Hah. I know what you’re thinking: Flameeyes has disappeared! Yeah, I probably wish I was spending vacations in London or somewhere along those lines, but that’s not the case. Alas I’m doing double shifts lately, which is why Gentoo is taking mostly second place. But I shouldn’t complain, in this economy, having too much work is pretty rare.

Beside still operating the tinderbox I’ve decided to spend some time to update the init scripts that come with my packages. The new OpenRC init system has a much more extensive runscript shell that is used to execute the init scripts; this means that new init scripts can be written in a declarative way, that makes them shorter and more fool proof.

Indeed, for some init scripts – such as the new netatalk ones – the script boils down to setting the dependencies and declare which command to start and with which option.
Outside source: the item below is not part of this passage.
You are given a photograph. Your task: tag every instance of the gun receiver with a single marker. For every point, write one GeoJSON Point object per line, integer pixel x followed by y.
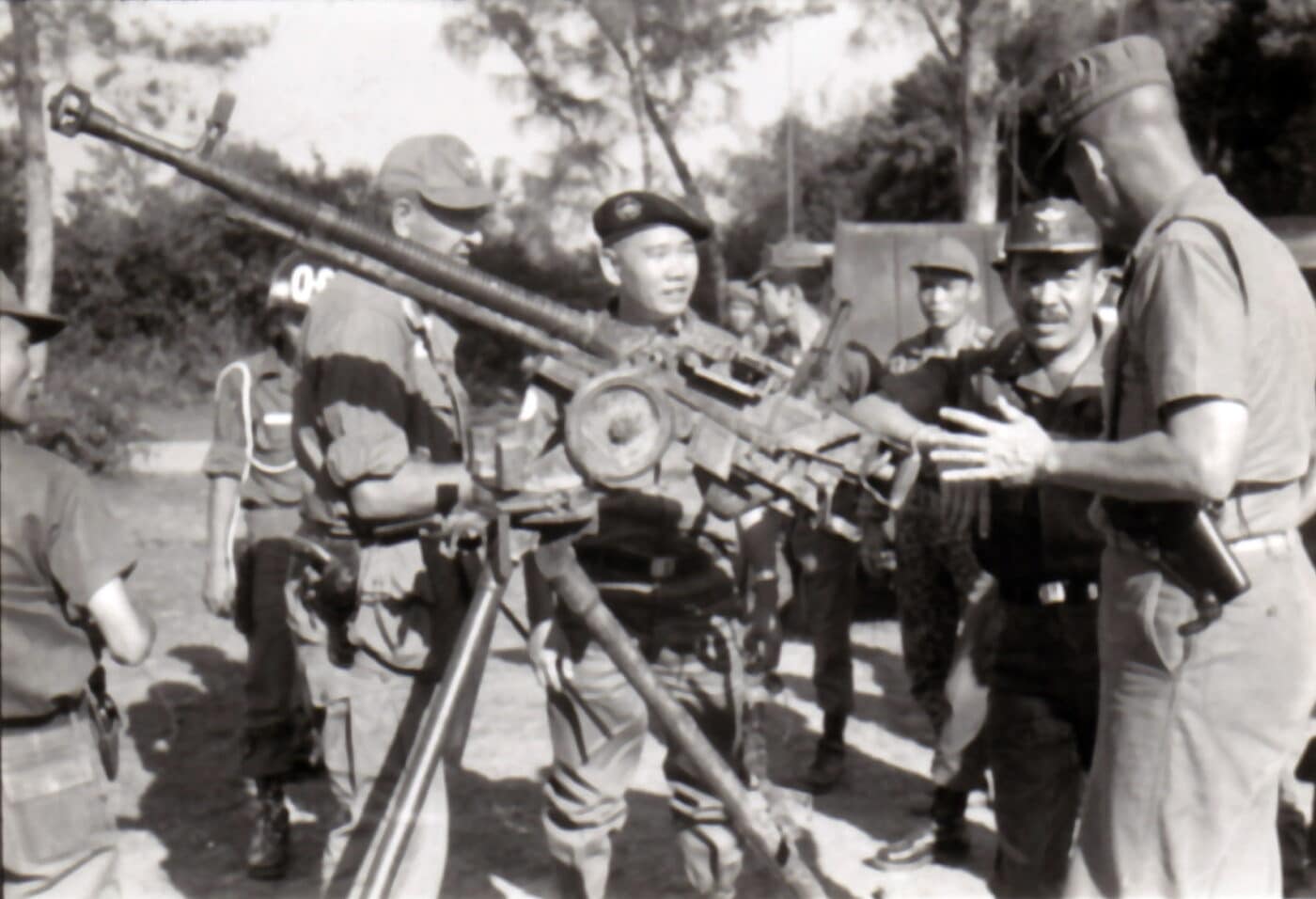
{"type": "Point", "coordinates": [744, 418]}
This is very good and nice.

I have to thank Samuli for the idea, as he went to update acpid’s init script with the new style, and so pushed me to look at other init scripts — in one case, it was because the package (haveged) was not working on one of my vservers, it seems like it was simply a transient problem, the latest version worked fine… and now has a new init script as well!

In some cases these updates also come with slight changes in behaviour, mostly in the case of ekeyd that is no longer setting sysctls for you (that’s why you got a sysctl.conf after all!), and in the case of quagga I ended up finally collapsing the two init scripts in a single one (before it was one for zebra and one for the rest, now it’s a single one symlinked for each service).
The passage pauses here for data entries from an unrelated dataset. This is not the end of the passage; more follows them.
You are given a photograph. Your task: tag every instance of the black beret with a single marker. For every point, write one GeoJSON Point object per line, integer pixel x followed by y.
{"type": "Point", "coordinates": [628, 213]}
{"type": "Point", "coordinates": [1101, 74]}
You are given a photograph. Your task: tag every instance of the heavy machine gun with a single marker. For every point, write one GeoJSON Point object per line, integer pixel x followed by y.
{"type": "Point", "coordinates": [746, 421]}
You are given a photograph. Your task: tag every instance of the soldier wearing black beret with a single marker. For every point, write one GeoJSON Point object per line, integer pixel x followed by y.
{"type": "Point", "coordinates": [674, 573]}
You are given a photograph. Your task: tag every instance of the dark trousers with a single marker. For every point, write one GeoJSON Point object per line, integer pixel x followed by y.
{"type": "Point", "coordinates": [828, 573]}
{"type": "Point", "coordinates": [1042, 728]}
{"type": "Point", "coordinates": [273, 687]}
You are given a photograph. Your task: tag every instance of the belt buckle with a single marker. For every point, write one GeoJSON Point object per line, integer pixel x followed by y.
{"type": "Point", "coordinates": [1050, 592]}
What is this reminding me, though, is the problem with init scripts that I have found with LXC before: a number of init scripts can’t be used on the host if you plan on using the same init script within a container: vtun, ulogd, autoconfig, wmacpimon, nagios, amphetadesk, vdr, portsentry and gnunetd use killall; drqsd, drqmd, ttyd, upsd and irda use non-properly-bound pkill, ncsa, npcd, btpd, nrpe, gift, amuled and amuleweb use non-properly-bound pgrep (and in the case of ncsa, npcd and nrpe, all of which seem to involve nagios, what it’s trying to do is a simple pkill).

Luckily it seems like there aren’t any more scripts installed in /etc/init.d that don’t use runscript, although I’m sure there are a few more that need work, if they are provided by upstream, as the Netatalk case shows us.

Oh well, more work to do then.

Comments 4
  1. Hi,Lucky I found this post, I did not know there are changes in init.d scripts…Where does it documented? Announced?I must say I don’t like this idea, for example if you have to implement your own start() the cgroup does not work.It should have been like portage, you have base_start() and start() calls base_start() and does some default processing, if you override start() you can always call base_start().Also, during migration it was unwise to do the cgroup (for example) in start() as current services do not get this feature.

  2. Honestly, the cgroup thing is something I wasn’t aware of until I updated to the (now retracted) 0.9.6 version, and I have yet to understand why this is done at all; sure it allows better setting of limits, but it should have been applied by runscript indiscriminately in my opinion, not limited to those using the default function…

  3. Yes, this exactly what I wrote in more words.It should be enforced regardless of init.d script implementation.I like the cgroup idea… first it allows you to kill all processes within a group… It also provides a way to implement “/etc/init.d/server pause/resume” and of course resource allocation…

  4. We’ll see where it goes. Honestly I’ve been out of gentoo-dev for a couple of weeks as I’m having some hardware problems, and I wasn’t really aware at all about this feature entering, at all. As I noted, there are more irking issues with the @/run@ migration, so that is likely to be delayed as well…On the other hand it would be a good idea to start moving more init scripts to use the shorter, declarative variant.. it takes very little indeed.